SYDNEY: The Australian and New Zealand dollars blipped higher on Friday after President Donald Trump said he could get a deal with China and would rather not use tariffs, boosting currencies with a large trade exposure to the Asian giant.
China is Australia’s biggest export market and investors globally often use the Aussie as a liquid proxy for trade risks, recently selling it on fear of massive US tariffs.
Trump’s seemingly softer tone thus helped lift the Aussie 0.4% to a five-week high at $0.6312, breaking the former January top of $0.6302 and leaving it 1.9% higher on the week.
The kiwi dollar also added 0.4% to a five-week high of $0.5703, giving it gains of 2.2% for the week.
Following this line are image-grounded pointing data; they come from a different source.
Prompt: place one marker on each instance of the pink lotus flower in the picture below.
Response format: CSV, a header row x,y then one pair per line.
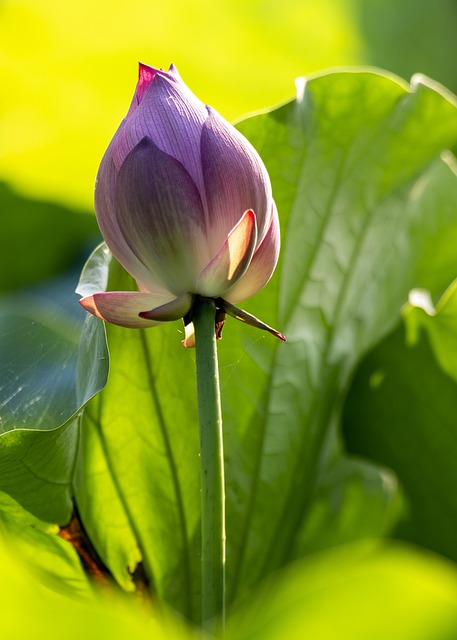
x,y
184,203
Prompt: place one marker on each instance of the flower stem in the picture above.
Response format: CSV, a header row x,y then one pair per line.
x,y
211,466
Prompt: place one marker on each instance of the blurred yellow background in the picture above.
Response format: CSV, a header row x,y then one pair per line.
x,y
68,70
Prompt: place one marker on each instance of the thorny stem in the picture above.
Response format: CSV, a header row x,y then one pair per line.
x,y
211,466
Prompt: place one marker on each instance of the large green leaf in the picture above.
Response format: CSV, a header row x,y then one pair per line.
x,y
356,592
355,163
401,412
40,609
53,559
44,239
50,366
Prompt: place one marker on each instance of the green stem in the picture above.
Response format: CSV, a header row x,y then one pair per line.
x,y
211,467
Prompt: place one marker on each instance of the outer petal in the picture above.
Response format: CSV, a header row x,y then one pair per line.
x,y
170,114
107,221
173,310
235,179
160,216
261,267
123,307
232,259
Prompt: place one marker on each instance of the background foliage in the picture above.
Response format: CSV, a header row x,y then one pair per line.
x,y
364,176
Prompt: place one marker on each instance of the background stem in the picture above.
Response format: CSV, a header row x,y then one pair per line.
x,y
211,466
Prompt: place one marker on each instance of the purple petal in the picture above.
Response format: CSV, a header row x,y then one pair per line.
x,y
232,259
173,310
261,267
106,216
160,216
123,307
235,180
171,115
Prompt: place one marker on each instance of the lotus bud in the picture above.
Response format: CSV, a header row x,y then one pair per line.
x,y
184,203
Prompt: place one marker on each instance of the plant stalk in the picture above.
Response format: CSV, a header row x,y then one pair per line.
x,y
211,467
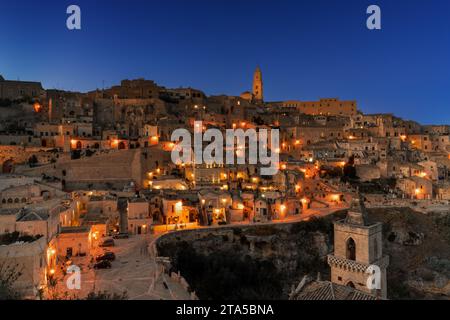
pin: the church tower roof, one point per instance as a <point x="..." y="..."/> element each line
<point x="357" y="214"/>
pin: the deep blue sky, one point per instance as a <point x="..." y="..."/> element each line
<point x="306" y="49"/>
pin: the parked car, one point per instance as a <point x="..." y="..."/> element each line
<point x="121" y="236"/>
<point x="104" y="264"/>
<point x="109" y="256"/>
<point x="107" y="243"/>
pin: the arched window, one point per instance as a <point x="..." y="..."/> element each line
<point x="351" y="249"/>
<point x="375" y="248"/>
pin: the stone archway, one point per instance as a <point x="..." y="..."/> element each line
<point x="351" y="249"/>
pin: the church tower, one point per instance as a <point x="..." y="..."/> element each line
<point x="358" y="252"/>
<point x="258" y="85"/>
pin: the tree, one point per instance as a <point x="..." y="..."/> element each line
<point x="104" y="295"/>
<point x="33" y="161"/>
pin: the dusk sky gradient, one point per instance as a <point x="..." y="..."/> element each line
<point x="306" y="49"/>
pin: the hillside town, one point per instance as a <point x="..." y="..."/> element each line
<point x="87" y="179"/>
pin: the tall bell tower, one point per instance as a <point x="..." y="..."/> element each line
<point x="358" y="252"/>
<point x="258" y="90"/>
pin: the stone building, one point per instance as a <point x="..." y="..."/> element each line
<point x="258" y="89"/>
<point x="357" y="248"/>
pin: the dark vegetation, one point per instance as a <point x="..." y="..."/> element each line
<point x="12" y="237"/>
<point x="229" y="271"/>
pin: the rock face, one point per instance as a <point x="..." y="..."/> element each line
<point x="265" y="261"/>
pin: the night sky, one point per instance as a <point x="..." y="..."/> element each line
<point x="306" y="49"/>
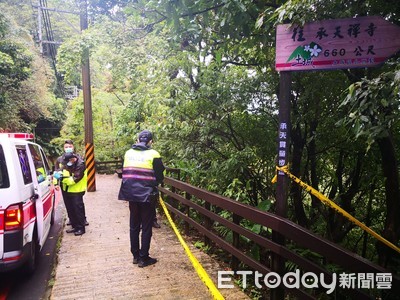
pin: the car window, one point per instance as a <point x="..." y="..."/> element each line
<point x="40" y="167"/>
<point x="4" y="179"/>
<point x="24" y="164"/>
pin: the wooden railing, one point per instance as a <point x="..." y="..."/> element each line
<point x="187" y="202"/>
<point x="108" y="167"/>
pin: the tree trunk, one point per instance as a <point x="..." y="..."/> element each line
<point x="392" y="223"/>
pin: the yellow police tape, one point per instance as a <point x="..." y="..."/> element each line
<point x="333" y="205"/>
<point x="197" y="266"/>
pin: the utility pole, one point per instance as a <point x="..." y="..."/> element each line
<point x="278" y="263"/>
<point x="87" y="104"/>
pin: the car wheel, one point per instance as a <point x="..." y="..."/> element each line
<point x="31" y="263"/>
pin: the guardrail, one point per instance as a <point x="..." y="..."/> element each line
<point x="187" y="202"/>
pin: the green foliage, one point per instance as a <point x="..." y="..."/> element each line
<point x="372" y="106"/>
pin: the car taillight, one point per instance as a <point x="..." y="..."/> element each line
<point x="13" y="217"/>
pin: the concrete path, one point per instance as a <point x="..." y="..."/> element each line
<point x="98" y="264"/>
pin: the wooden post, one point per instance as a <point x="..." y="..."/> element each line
<point x="278" y="263"/>
<point x="87" y="104"/>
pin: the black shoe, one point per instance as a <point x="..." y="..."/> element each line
<point x="156" y="225"/>
<point x="146" y="262"/>
<point x="79" y="232"/>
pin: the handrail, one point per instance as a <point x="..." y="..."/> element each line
<point x="292" y="231"/>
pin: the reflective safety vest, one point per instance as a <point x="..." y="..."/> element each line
<point x="138" y="177"/>
<point x="138" y="165"/>
<point x="69" y="185"/>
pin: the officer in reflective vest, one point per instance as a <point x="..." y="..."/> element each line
<point x="142" y="172"/>
<point x="73" y="185"/>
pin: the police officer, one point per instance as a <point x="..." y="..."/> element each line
<point x="68" y="148"/>
<point x="73" y="186"/>
<point x="142" y="172"/>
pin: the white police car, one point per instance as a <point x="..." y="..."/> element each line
<point x="26" y="201"/>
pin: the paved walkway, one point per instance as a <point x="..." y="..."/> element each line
<point x="98" y="265"/>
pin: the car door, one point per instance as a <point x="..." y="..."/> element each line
<point x="42" y="187"/>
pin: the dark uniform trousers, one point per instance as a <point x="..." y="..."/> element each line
<point x="141" y="213"/>
<point x="75" y="209"/>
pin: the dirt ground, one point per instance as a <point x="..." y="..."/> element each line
<point x="98" y="264"/>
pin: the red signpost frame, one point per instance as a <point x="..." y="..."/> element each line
<point x="325" y="45"/>
<point x="336" y="44"/>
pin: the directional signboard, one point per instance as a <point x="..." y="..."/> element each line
<point x="336" y="44"/>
The Aussie was also 1.5% higher for the week on the Japanese yen at 98.34, though it did ease off highs after the Bank of Japan raised rates by 25 basis points to 0.5% as expected and flagged more tightening to come.
Bond markets also had an upbeat week helped by a benign reading for New Zealand inflation.
Yields on 10-year bonds eased to 4.673%, from a peak of 4.888% last week, as markets wagered on a half-point cut in the Reserve Bank of New Zealand’s 4.25% cash rate.
Australia, NZ dollars climb on yen as BOJ decision looms
“Another 50bps cut at the 19-February meeting is a strong consensus view,” said Ray Attrill, head of FX strategy at NAB.
“Beyond that point the pace of easing is highly likely to slow, with no more than 25bps cuts at future meetings and a rising chance of a pause in the cutting cycle as inflation stabilises in the top half of the target range.”
Markets also imply around a 70% chance the Reserve Bank of Australia (RBA) will make its first rate cut on Feb. 18, lowering the 4.35% cash rate by a quarter point.
Much, however, depends on the fourth-quarter consumer price report next week where analysts are hopeful the trimmed mean will rise by only 0.6%, the smallest increase since mid-2021.
“We expect trimmed mean inflation to print at 0.5% q/q, while the six-month annualised rate is forecast to fall to 2.6%, around the middle of the RBA’s 2-3% target band,” said Adam Boyton, head of Australian economics at ANZ.
“We think that a downside surprise to the RBA’s published forecasts of 0.7%, in line with our expectations, will see the RBA cut in February.”